South East Asia’s third largest bank, United Overseas Bank, has stopped funding mortgages for UK properties, one of the first examples of investment in Britain drying up in the wake of the Brexit vote.
The Times quotes a spokesperson for the Singapore lender as saying: “As the aftermath of the UK referendum is still unfolding and given the uncertainties, we need to ensure our customers are cautious with their London property investments.”
The Remain campaign argued prior to last week’s referendum on the UK’s membership of the EU that if we vote to leave investment in Britain could shrink. This is a concrete example of that — money sitting in a Singaporean bank that could have ended up London’s property market is now staying put.
But while this will come as a blow to estate agents in the UK capital’s most exclusive postcodes, for ordinary people this drying up of investment could actually be seen as a good thing.
Many political commentators have argued that the Brexit vote was less a vote against the EU specifically and more an expression of anger at the status quo from people who feel they have been let down and left behind by a system that only really caters to the rich and well-educated.
Most of this anger at the top is found in “Middle England” — the towns and rural areas across the country that aren’t part of a big city.

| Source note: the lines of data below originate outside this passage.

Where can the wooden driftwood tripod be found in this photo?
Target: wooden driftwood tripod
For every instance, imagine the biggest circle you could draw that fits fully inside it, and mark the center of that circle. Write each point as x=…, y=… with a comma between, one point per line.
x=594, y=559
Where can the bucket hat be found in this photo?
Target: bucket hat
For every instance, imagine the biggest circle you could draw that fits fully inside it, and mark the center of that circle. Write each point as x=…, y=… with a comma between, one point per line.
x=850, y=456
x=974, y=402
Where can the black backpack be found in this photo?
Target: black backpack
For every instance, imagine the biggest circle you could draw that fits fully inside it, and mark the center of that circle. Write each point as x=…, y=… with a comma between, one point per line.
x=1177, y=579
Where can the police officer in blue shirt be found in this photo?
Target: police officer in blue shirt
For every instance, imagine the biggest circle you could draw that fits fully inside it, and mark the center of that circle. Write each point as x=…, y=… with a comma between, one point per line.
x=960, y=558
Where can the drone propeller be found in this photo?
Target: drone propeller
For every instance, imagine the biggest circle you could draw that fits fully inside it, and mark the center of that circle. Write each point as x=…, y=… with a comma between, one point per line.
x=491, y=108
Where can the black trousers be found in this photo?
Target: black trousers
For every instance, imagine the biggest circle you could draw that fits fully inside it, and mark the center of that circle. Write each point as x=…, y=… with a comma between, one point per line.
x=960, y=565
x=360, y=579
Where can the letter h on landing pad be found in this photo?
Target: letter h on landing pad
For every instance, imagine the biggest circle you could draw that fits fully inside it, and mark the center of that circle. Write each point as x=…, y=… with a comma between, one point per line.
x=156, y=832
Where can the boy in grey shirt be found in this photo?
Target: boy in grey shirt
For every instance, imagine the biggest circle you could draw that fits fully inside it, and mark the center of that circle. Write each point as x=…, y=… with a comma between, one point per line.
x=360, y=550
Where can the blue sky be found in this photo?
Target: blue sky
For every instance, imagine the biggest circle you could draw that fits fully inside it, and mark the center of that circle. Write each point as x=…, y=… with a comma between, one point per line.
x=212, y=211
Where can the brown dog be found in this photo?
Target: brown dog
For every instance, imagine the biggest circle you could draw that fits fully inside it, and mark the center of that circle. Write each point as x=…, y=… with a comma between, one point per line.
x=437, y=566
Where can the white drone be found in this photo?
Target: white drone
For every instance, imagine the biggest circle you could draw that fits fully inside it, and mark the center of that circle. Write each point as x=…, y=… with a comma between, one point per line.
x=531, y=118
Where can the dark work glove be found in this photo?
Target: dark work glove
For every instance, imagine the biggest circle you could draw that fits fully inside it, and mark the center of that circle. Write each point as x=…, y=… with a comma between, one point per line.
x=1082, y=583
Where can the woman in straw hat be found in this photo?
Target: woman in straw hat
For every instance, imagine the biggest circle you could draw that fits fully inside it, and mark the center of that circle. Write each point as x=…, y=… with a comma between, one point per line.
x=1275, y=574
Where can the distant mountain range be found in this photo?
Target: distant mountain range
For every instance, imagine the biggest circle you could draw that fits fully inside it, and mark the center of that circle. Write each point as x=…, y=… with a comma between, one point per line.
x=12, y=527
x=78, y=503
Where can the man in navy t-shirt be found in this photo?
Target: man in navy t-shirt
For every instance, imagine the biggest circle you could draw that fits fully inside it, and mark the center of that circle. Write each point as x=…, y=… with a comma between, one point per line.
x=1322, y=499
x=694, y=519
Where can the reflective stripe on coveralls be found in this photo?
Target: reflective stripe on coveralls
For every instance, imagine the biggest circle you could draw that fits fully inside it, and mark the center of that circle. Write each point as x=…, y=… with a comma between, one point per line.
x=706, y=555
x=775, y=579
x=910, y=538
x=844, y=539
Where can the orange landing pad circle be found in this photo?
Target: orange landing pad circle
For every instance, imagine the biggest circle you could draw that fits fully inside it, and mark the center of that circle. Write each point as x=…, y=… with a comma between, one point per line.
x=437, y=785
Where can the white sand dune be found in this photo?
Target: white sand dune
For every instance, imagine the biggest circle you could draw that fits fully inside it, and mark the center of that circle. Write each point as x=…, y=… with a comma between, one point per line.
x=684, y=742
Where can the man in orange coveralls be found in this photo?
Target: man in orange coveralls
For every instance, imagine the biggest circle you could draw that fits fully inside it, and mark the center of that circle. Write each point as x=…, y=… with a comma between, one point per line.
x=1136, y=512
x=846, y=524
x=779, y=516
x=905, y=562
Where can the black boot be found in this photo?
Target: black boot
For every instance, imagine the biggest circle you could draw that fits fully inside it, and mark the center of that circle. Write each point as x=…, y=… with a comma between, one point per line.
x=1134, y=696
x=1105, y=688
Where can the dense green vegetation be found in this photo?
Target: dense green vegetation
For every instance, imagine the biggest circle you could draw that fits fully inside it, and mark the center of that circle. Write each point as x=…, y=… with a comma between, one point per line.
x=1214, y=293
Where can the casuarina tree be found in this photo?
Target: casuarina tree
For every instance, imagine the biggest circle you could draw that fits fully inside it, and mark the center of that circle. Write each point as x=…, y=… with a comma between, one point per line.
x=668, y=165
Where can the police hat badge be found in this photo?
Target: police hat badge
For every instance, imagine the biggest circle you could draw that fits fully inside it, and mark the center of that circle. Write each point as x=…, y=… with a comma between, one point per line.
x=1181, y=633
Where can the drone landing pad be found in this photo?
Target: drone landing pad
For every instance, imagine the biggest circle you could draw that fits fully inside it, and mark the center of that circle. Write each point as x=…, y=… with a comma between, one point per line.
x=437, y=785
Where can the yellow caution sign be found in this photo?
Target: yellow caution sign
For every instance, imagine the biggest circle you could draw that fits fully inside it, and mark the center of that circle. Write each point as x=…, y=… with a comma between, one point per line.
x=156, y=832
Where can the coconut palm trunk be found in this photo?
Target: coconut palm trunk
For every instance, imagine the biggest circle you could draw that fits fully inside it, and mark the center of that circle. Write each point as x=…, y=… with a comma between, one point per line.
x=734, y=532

But even London, a Remain stronghold, has its share of anger at the system.
House prices have spiralled in the capital since the 2008 financial crash and this has led to anger among the young who feel they are being priced out of the market by wealthy foreign buyers who are crowding the market. The press has even dubbed this group “Generation Rent.”
The average London property price passed £600,000 for the first time at the beginning of June, according to Land Registry data. Properties in London are now almost 60% more costly than they were prior to the 2008 financial crisis.
Many young Londoners may feel that stopping Singapore investors buying up properties in the capital might not be such a bad thing after all and the wider country will likely have sympathy for their grievances. While it is an example of “investment” drying up, too many properties in London are being bought as simply “investments” — empty homes just sitting their accruing value.